10:28 a.m. - The World Trade Center's north tower collapses.

12:15 p.m. - The United States closes some border crossings with Canada and Mexico.

1:02 p.m. - New York Mayor Rudolph Guiliani orders an evacuation of Manhattan south of Canal Street.

1:04 p.m. - In a speech at Barksdale Air Force Base in Louisiana, President Bush announces that security measures are being taken and says: "Make no mistake, the United States will hunt down and punish those responsible for these cowardly acts."

1:44 p.m. - The Navy dispatches aircraft carriers and guided missile destroyers to New York and Washington. Around the country, fighters, airborne radar and refueling planes scramble.

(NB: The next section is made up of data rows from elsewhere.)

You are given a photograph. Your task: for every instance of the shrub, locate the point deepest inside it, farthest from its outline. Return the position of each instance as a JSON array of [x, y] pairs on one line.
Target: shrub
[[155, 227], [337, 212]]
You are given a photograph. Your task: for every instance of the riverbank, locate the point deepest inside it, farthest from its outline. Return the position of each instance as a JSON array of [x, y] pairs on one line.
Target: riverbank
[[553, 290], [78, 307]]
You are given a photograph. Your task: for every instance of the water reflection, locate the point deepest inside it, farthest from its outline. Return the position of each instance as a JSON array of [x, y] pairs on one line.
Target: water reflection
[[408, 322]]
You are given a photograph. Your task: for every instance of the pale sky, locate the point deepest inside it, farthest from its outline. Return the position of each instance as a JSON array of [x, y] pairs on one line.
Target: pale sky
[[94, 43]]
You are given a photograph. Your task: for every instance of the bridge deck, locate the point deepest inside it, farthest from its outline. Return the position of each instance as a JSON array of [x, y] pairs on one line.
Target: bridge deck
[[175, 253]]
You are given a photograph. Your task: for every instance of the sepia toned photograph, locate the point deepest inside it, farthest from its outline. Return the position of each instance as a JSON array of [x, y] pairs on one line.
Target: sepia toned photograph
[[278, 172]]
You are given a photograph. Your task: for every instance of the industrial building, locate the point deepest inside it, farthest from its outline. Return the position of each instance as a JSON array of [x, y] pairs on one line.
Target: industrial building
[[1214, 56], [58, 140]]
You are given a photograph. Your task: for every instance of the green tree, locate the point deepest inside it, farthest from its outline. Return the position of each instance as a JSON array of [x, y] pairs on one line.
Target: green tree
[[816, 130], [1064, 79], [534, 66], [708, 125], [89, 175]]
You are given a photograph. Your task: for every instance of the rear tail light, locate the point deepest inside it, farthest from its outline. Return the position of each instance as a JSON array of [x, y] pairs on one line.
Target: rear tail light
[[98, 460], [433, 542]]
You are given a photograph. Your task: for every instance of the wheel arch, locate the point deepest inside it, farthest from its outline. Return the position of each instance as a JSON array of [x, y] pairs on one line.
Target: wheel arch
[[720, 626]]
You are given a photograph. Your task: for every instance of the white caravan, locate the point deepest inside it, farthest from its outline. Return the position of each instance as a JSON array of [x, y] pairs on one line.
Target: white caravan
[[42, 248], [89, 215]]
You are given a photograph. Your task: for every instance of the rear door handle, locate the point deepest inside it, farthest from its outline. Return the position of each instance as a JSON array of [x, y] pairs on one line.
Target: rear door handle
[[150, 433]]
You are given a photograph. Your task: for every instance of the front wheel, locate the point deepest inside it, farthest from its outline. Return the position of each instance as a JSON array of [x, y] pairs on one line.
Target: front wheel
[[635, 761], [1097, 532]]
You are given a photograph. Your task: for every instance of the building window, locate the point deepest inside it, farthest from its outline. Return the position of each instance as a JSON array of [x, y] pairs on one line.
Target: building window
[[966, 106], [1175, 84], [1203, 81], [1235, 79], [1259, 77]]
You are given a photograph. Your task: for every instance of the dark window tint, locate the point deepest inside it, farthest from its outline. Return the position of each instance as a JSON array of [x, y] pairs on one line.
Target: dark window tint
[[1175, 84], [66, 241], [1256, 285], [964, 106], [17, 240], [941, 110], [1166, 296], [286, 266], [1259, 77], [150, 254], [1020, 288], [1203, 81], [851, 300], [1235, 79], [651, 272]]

The North American Aerospace Defense Command go to its highest alert.

1:44 p.m. - President Bush leaves Barksdale Air Force Base for Nebraska's Offutt Air Force Base, home to the U.S. Strategic Command.

4:30 p.m. - President Bush leaves Offutt Air Force Base in Nebraska for Washington.

4:45 p.m. - The City of New York announces that 200 firefighters have been killed and 78 police officers are missing.

5:25 p.m. - Seven World Trade Center, a 47-story tower, collapses from ancillary damage.